My Life
- Author: Oswald Mosley
- Language: English
- Genre: Autobiography
- Publisher: Nelson
- Publication date: 1968
- Publication place: United Kingdom
- Media type: Print (hardback & paperback)
- Pages: 521
- ISBN: 0-17-142009-8
- OCLC: 245659224

= My Life (Mosley autobiography) =

Autobiography of Oswald Mosley

My Life is the autobiography of the British Fascist leader Sir Oswald Mosley (1896 – 1980). It was published in 1968.

== Background ==

Oswald Mosley was a British politician who served as a member of parliament under both the Conservative and Labour parties, and was appointed a minister by Ramsay MacDonald in 1929 before ultimately leaving the Labour party in protest of its economic policies. In 1931 he created his own fascist political party called the New Party, which became the British Union of Fascists in 1932. His turn to fascism was widely considered to be political suicide, and he never held political office again.

==Release==
The book was published in 1968. To coincide with the release of the book, the BBC broadcast a Panorama special, seen by a record audience.

==Content==
The book is structured as a sequential memoir, but it doubles as the author's personal defence against charges of antisemitism, as well as a general overview of world politics, both during his ascent, and at the time of its publication in the 1960s.

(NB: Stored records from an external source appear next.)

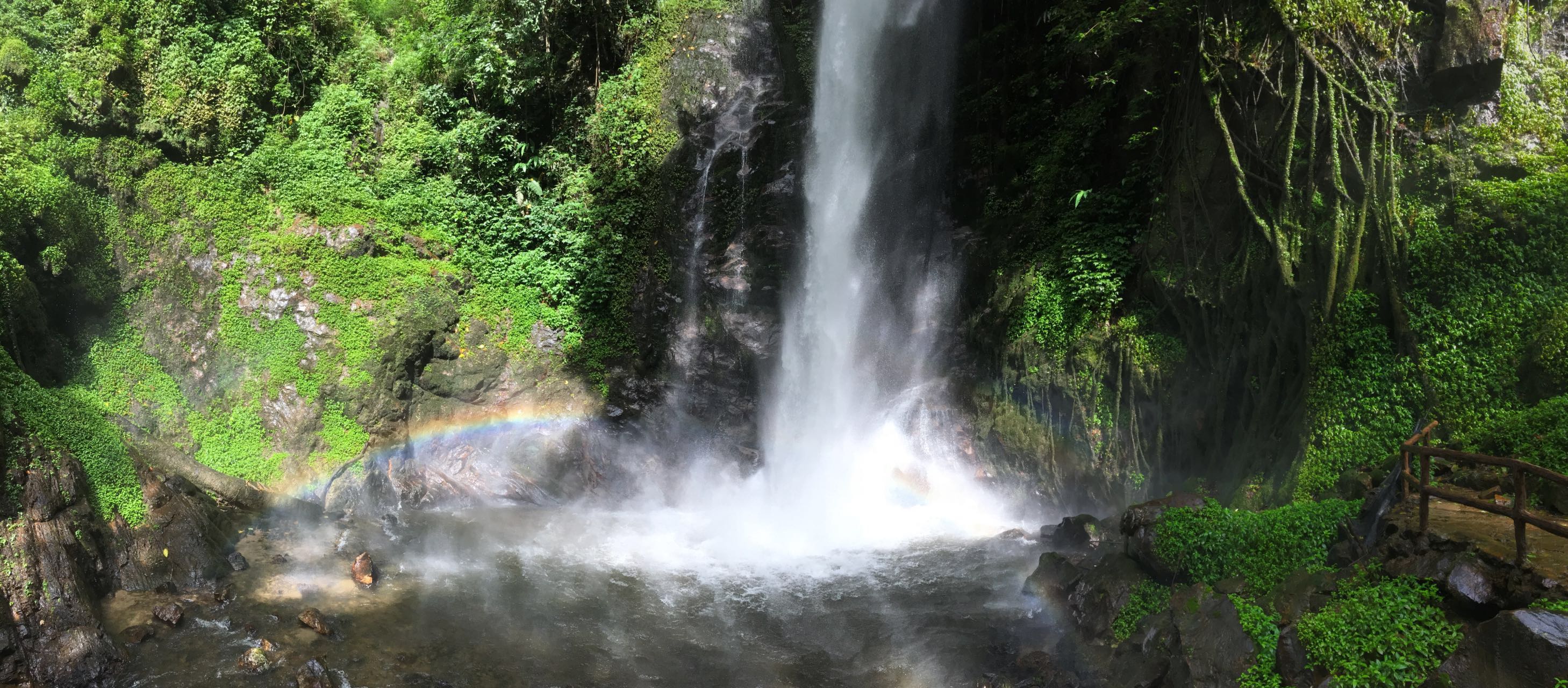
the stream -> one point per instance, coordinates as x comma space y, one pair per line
463, 601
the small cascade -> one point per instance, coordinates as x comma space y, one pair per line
731, 131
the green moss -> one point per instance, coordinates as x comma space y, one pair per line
74, 420
1214, 543
1380, 634
1263, 627
1362, 399
1551, 605
1148, 598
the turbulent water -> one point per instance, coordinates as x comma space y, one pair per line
863, 554
464, 601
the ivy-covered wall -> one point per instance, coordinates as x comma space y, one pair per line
1256, 243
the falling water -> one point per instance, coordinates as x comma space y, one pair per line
852, 439
850, 558
731, 131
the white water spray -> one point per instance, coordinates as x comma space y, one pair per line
857, 454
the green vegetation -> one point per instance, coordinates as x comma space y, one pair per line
264, 206
1362, 399
1264, 630
69, 420
1380, 634
1216, 543
1148, 598
1551, 605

My Life provides Mosley's justifications for his actions and his claims that he was surprised by the violence his party engaged in, which he claims to have not endorsed. He defends the methods of fascist dictator Benito Mussolini but condemns the Holocaust. However, he argues that Adolf Hitler was not responsible for the Holocaust, and that it was brought about by nations going to war against him rather than accommodating his fascist ideology.